The introduction of Power BI Premium formalized that dichotomy. Its relatively high cost of entry, starting at about $5,000 per organization/month (vs. $10 per user/month for Power BI Professional) actually made better economic sense for the large enterprises it was targeting. On top of everything else, the initiative meant that any professional who built a career on the Microsoft enterprise BI stack could take advantage of the Power BI ecosystem and community. It was a win-win: these professionals gained new marketing skills and were able to extend their mandate to the cloud, and Microsoft gained even more momentum in the BI market.

Another feature of Power BI was its integration with other strategic Microsoft platforms. This includes Excel; Azure Synapse Analytics, the company’s cloud-based data warehouse and data water analysis platform; Azure Machine Learning; Azure Purview, Microsoft’s data inventory and management platform recently launched in public preview; and most importantly, especially during the pandemic period, Microsoft Teams.
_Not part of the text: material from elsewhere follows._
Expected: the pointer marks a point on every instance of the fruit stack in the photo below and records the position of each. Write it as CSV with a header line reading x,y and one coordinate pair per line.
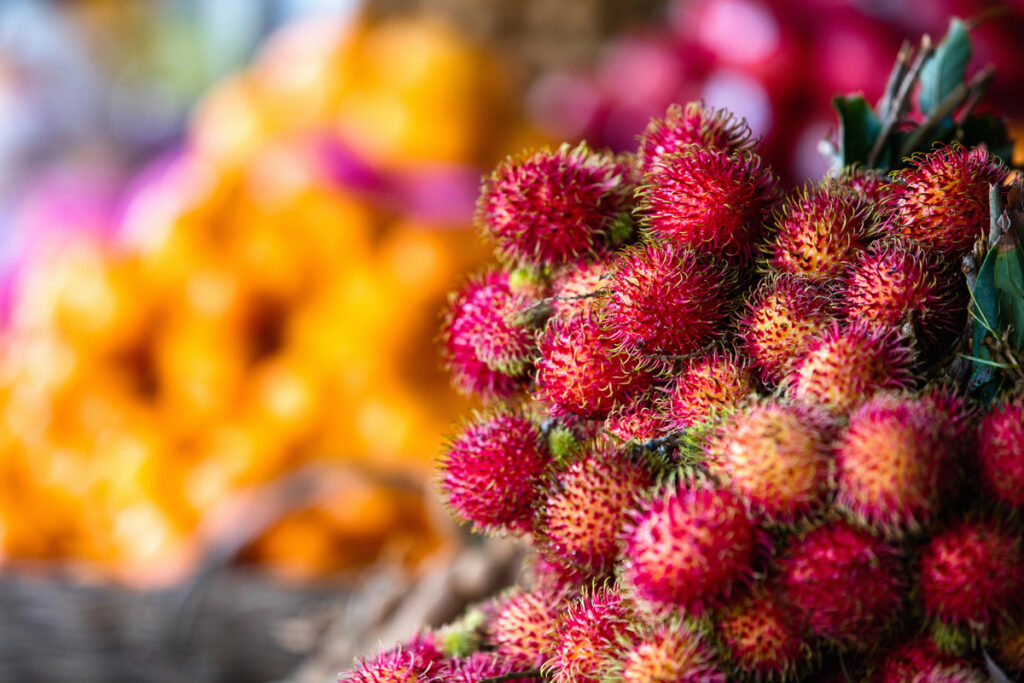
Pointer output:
x,y
747,434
Gartner Business Intelligence

Power Bi Business Intelligence Software Qlik Gartner, Microsoft, Angle, Text, Microsoft Png

Netz says the goal of the Teams integration is to make data as fundamental as chat and calendar, to make it a click away, enabling ad hoc analysis through a serendipitous “want to know more?” scenario. Netz says this cultural shift has already taken root at Microsoft, claiming that data now makes up about 50 percent of the content of internal presentations to Microsoft leadership.

This was a very long post and there wasn’t room to tell every aspect of the story, but I’ll conclude by pointing out that, as Power BI did, it certainly faces some challenges. For example, the lack of a Power BI Desktop client for Mac disenfranchises Microsoft from the vast community of data scientists, developers, analysts and business users at startups that almost universally avoid Windows. Once upon a time, Tableau was just Windows too. It addressed this by offering both a fully functional web browser interface and a genuine Mac client. And that made it the default choice for the Mac sensitive groups mentioned above.

Gartner Business Intelligence

Speaking of Tableau, its acquisition by Salesforce, which also recently acquired Slack, means the Power BI-Teams integration is likely to see some serious competition. Another issue, as Gartner pointed out in its report, is that Power BI has a naturally strong affinity with the Azure cloud, creating some barriers to adoption for

Do You Have The Keys To Unlock The Power Of Business Intelligence?